TROY: Rose, you're not listening to me. I'm trying the best I can to explain it to you. It's not easy for me to admit that I been standing in the same place for eighteen years.

ROSE: I been standing with you! I been right here with you, Troy. I got a life too. I gave eighteen years of my life to stand in the same spot with you. Don't you think I ever wanted other things? Don't you think I had dreams and hopes? What about my life? What about me? Don't you think it ever crossed my mind to want to know other men? That I wanted to lay up somewhere and forget about my responsibilities? That I wanted someone to make me laugh so I could feel good? You not the only one who's got wants and needs. But I held on to you, Troy. I took all my feelings, my wants and needs, my dreams . . . and I buried them inside you. I planted a seed and watched and prayed over it. I planted myself inside you and waited to bloom. And it didn't take me no eighteen years to find out the soil was hard and rocky and it wasn't never gonna bloom. But I held on to you, Troy. I held you tighter. You was my husband. I owed you everything I had. Every part of me I could find to give you. And upstairs in that room . . . with the darkness falling in on me . . . I gave everything I had to try and erase the doubt that you wasn't the finest man in the world. And wherever you was going . . I wanted to be there with you. Cause you was my husband. Cause that's the only way I was gonna survive as your wife. You always talking about what you give . . . and what you don't have to give. But you take, too. You take . . . and don't even know nobody's giving! (ROSE turns to exit into the house; [end of student production] TROY grabs her aim.)

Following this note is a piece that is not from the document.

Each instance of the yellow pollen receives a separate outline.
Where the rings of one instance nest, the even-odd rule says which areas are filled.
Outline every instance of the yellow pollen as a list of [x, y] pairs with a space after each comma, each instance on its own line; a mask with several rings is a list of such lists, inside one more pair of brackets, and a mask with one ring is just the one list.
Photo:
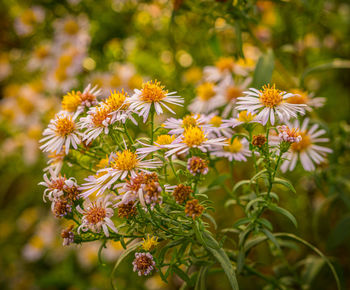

TROY: You say I take and don't give!

ROSE: Troy! You're hurting me!

TROY: You say I take and don't give.

ROSE: Troy. Troy. No! (TROY gets to his feet and starts at CORY.) Troy . . . no. Please! Troy!

(ROSE pulls on TROY to hold him back. TROY stops himself.)

TROY: (To CORY.) Alright. That's strike two. You stay away from around me, boy. Don't you strike out. You living with a full count. Don't you strike out. (TROY exits out the yard as the lights go down.)